Tal vez esto habla de cierto narcisismo e infantilismo contemporáneo. No aceptamos que el pasado sea una cosa distinta de nosotros, con sus valores, categorías y lógicas, y le exigimos retrospectivamente lo imposible, que se adapte a nuestra moral o que no estorbe. La fragilidad infantiloide recomienda usar profilácticos cada vez que entramos a un museo o miramos hacia atrás en el tiempo. Todo parece peligroso, contaminante, vírico. Los artistas del renacimiento pintaban violaciones de mujeres, Balthus retrataba niñas con insoportable ambigüedad sexual, las películas de 'Cine de barrio' manifiestan con desenfado conductas machistas y humoradas de dudosa probidad. Como niños, queremos que el pasado nos dé gusto en todo. Que no sea lo que fue sino lo que debió ser. Y para curarnos de sus efluvios nocivos escalamos varios peldaños morales, y desde las alturas condenamos todo lo que nos resulta extraño.

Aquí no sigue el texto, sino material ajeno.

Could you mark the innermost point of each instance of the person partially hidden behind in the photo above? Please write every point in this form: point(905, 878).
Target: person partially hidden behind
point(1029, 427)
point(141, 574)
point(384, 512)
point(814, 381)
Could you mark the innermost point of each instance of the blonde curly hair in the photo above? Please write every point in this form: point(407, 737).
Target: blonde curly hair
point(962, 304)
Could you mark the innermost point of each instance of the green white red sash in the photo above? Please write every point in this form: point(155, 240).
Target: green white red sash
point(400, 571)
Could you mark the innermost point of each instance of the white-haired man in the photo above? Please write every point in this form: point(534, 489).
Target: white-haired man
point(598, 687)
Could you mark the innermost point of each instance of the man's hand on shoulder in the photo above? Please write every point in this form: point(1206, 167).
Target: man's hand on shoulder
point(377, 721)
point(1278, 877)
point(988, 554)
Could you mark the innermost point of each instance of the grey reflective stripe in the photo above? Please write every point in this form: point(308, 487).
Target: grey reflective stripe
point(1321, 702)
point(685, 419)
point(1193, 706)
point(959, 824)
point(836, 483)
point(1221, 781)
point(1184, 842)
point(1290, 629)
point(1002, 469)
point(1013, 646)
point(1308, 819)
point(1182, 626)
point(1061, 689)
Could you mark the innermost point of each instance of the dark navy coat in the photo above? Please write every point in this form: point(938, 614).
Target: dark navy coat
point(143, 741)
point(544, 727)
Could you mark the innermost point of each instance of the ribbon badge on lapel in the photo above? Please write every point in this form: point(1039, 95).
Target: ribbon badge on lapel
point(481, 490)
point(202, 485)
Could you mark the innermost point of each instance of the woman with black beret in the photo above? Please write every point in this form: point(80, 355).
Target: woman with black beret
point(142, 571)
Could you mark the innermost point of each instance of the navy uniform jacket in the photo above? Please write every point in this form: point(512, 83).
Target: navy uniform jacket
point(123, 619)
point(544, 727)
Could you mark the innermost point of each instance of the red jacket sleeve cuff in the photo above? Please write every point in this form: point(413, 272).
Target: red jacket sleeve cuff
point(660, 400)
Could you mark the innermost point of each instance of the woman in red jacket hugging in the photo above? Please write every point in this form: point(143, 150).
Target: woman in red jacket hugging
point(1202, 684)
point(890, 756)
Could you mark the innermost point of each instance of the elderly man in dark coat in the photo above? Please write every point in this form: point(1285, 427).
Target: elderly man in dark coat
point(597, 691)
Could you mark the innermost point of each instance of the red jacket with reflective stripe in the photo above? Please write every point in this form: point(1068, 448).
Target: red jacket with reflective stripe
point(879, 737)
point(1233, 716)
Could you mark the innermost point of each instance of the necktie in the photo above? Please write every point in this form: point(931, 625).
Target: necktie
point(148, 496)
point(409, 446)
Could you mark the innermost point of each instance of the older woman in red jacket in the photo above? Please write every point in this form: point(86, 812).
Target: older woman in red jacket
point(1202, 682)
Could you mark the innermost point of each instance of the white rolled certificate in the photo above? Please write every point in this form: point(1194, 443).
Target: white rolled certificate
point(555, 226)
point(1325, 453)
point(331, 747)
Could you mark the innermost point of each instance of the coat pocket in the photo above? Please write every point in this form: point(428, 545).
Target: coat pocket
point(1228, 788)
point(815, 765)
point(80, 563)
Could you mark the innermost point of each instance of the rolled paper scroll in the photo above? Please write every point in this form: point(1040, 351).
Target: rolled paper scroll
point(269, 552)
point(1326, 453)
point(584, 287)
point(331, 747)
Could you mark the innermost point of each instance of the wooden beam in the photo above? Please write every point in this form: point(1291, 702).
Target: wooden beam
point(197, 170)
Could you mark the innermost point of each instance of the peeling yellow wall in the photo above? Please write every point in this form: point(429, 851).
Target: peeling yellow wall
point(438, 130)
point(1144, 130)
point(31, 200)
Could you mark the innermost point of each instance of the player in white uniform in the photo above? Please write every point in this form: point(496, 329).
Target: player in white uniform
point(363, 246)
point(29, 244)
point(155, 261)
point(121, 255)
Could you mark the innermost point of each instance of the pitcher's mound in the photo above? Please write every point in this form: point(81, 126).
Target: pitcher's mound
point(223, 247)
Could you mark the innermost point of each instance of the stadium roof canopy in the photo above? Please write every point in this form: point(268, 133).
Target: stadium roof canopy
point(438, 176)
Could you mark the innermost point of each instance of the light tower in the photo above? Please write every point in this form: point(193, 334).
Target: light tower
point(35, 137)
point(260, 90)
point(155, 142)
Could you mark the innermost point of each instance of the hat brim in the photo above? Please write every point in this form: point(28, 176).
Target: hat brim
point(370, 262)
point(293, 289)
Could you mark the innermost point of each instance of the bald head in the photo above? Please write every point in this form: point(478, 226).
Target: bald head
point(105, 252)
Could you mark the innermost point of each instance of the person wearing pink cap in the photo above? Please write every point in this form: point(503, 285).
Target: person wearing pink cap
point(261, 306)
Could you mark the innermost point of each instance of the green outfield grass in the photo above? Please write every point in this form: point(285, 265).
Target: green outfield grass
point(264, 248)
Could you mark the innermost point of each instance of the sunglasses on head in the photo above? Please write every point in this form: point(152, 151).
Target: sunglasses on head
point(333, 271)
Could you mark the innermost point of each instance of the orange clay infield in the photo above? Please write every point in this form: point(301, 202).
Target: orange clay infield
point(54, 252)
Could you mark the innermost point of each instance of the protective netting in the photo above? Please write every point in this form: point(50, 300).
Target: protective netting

A los artistas no los juzgamos por su genio y su talento, sino porque en tal ocasión dijeron esto o hicieron aquello que no me gustó, como si su función en la vida no fuera crear obras de arte sino darle gusto al censor moral que anida en el pecho del espectador contemporáneo. Todo tiene que ser un reflejo moral de mí mismo. No hay posibilidad de que a alguien que piense distinto le quepa razón o esté legitimado para vivir como le dé la gana. Ya no es el ideal kantiano, sino el capricho de cada cual, el estándar al cual se debe ajustar la humanidad. Esta bobería, este infantilismo caprichoso, es la negación de la actitud comprensiva que permite entender el pasado o cualquier fenómeno cultural de períodos más recientes. No busca situar los fenómenos en su contexto para extraer de allí las claves que lo explican, sino evaluar si se adapta a los requerimientos o las batallas culturales del presente.
Estos moralismos, lejos de hacernos mejores personas, nos están volviendo más obtusos e intolerantes, menos sensibles a la diferencia y por eso mismo menos pluralistas. Esperamos que la cultura y la historia tengan una utilidad, que el arte nos haga buenas personas y que la historia legitime nuestras identidades, y entonces ya no importa entender ni disfrutar nada, sólo instrumentalizar el pasado y domesticar las artes para hacer de ellas un espejo en el cual vernos reflejados.